A second reason it’s hard to have technical talks at security conferences is because of the wide variety in skill levels attained by security professionals. I’m fairly smart, I’ve been in security for a long time and I understand at least the basics behind most of the technologies that make the Internet tick. There are even one or two aspects of security that I can do the deep geek dive with almost anyone. But when a talk is given that assumes a level of expertise that may not exist in more than a dozen people worldwide, I’m going to be left out and leave the talk annoyed and confused. Or worse, if a talk was advertised as being technical but I find out when I attend that it’s a primer level of technical and I already know most of what’s being presented, I’m going to be annoyed, probably vocally so, and tell people that the talk was mislabeled. It’s very hard, if not impossible, to create a presentation that captures multiple levels of technical background and it’s even harder to look at an abstract for a talk and decide what level of technical expertise it’s appropriate for. Which, again, makes it less likely that the talk will be selected for a conference.
The third, and possibly most important, reason we’re talking about the philosophy behind security more than the technology is that so many of the assumptions that have gone into building the technology are wrong! Security isn’t something that was designed into the Internet and corporate networks from the start, it was bolted on after, the cracks were spackled over and huge loads of duct tape were wrapped around the whole thing and it was called ‘secure’. Or, more often, security has simply been ignored as a cost center until a compromise happens and data is lost. Instead of building a cohesive, multilayered approach, we’ve built a collection of point solutions, few of which actually deliver on their promises and even fewer of which are properly configured to fully deliver what they’re capable of. Given some of the compromises we’ve seen over the last year, we have every reason to believe what we’re doing isn’t working.

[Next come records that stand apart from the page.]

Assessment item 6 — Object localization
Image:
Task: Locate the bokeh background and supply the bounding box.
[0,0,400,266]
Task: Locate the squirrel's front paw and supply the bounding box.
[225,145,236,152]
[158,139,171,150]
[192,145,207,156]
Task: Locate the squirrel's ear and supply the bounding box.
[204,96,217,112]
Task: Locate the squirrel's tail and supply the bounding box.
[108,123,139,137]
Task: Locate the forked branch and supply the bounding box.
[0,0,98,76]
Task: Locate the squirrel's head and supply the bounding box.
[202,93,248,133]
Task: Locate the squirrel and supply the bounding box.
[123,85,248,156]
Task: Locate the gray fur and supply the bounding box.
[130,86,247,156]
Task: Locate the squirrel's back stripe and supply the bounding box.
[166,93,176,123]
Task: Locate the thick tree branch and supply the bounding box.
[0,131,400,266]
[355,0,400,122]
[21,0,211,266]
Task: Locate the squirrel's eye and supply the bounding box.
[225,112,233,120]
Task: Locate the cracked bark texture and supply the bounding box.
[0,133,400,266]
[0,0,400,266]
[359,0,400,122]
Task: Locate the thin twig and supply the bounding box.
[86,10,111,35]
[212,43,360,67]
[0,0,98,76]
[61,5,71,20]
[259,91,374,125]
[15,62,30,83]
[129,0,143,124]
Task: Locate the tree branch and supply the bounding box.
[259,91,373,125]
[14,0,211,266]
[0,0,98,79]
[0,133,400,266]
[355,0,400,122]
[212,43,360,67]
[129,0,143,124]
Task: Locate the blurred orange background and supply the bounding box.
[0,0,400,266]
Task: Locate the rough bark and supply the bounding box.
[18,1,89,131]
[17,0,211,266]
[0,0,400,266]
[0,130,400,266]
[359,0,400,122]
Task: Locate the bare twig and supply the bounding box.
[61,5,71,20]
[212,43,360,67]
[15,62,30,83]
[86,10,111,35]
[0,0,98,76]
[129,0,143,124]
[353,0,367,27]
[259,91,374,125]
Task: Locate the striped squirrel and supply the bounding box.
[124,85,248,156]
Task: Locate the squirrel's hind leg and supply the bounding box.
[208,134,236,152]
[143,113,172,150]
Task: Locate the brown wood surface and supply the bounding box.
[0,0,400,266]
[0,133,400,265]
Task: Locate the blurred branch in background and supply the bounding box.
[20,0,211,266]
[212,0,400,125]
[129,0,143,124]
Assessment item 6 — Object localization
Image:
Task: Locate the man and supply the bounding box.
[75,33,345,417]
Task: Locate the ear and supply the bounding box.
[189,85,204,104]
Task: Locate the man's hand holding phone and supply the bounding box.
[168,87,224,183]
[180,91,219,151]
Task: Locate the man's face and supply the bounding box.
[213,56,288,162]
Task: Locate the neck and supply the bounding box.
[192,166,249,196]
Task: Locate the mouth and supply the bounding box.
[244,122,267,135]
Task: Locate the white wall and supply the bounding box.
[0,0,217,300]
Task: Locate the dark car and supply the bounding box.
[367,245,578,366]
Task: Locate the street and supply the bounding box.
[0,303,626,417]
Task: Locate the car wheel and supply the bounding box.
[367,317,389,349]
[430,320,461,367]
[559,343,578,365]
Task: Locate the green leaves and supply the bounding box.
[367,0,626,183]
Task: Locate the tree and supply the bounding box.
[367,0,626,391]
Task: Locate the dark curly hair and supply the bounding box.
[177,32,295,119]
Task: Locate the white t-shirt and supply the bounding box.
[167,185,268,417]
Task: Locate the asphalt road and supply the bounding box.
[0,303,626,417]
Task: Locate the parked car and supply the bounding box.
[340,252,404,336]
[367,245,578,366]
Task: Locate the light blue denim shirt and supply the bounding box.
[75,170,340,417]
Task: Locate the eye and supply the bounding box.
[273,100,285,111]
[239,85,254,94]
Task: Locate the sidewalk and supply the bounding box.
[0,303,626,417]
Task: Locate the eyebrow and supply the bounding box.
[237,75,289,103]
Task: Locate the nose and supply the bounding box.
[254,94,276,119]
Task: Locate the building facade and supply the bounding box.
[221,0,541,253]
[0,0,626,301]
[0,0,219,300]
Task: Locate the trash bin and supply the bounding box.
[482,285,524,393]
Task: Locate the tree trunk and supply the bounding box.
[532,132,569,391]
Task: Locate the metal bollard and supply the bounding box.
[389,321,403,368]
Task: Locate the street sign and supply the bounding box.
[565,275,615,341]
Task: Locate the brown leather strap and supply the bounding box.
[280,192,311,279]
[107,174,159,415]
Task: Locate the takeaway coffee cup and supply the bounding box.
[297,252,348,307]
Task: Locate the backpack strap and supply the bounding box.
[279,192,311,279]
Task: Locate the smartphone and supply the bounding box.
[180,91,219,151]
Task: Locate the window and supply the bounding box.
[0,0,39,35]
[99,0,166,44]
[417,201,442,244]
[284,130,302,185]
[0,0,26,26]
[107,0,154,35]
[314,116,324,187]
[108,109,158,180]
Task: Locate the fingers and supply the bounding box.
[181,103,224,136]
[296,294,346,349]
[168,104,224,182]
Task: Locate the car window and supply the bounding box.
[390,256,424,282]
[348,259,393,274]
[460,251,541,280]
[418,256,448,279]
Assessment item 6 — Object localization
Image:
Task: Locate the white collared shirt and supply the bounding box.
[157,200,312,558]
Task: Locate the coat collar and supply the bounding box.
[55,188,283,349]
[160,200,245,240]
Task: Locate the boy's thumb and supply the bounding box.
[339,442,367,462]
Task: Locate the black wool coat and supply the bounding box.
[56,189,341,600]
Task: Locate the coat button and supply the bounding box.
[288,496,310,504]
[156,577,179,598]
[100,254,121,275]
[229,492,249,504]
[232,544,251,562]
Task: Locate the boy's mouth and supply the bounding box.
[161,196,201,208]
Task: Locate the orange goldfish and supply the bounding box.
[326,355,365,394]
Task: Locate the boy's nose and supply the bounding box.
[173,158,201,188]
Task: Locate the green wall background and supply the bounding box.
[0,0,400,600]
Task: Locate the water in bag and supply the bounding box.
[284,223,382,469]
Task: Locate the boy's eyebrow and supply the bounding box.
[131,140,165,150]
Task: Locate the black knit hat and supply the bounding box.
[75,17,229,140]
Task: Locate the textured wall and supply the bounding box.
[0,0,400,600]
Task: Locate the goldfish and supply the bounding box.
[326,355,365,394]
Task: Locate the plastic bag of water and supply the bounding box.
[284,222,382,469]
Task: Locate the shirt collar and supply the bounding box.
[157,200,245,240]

We’re at a point where we need to re-examine the fundamental thinking that underlies how security works. It’s not an issue of flipping the evil bit off in a packet, it’s an issue of engineering a new set of solutions from the ground up. The technical aspects of these solutions will be vitally important, but unless we can understand the underlying assumptions we’ve made, we’re going to make the same mistakes again on an even larger scale.
Security professionals come in all levels of technical expertise, but all of us benefit from a better understanding the philosophy that underlies our decision making processes. I think that understanding where your decisions are coming from is even more important than the technical details of how those decisions are implemented. I’ve seen many technical decisions made that looked good in the short term, but led to dead ends both in terms of the technology and the opportunities that the decisions limited.
This is all my way of saying that I believe an 80/20 split of non-technical to technical talks is probably appropriate for most security conferences. The majority of people aren’t going to care about a specific technology because it simply doesn’t affect them directly. But so many of us want to understand the underlying foundations of our chosen field. It’s great to dig into the deeply geeky details of a protocol, but the vast majority of professionals will never need to do that for fun or for profit. But every person who works in the security field needs to understand the philosophy that goes into making security decisions at all levels.
PS. I’ll be giving a related talk, ‘Fundamental Flaws in Security Thinking’ at BSidesSF on Tuesday, February 28th at 1pm. Come tell me how I’m wrong.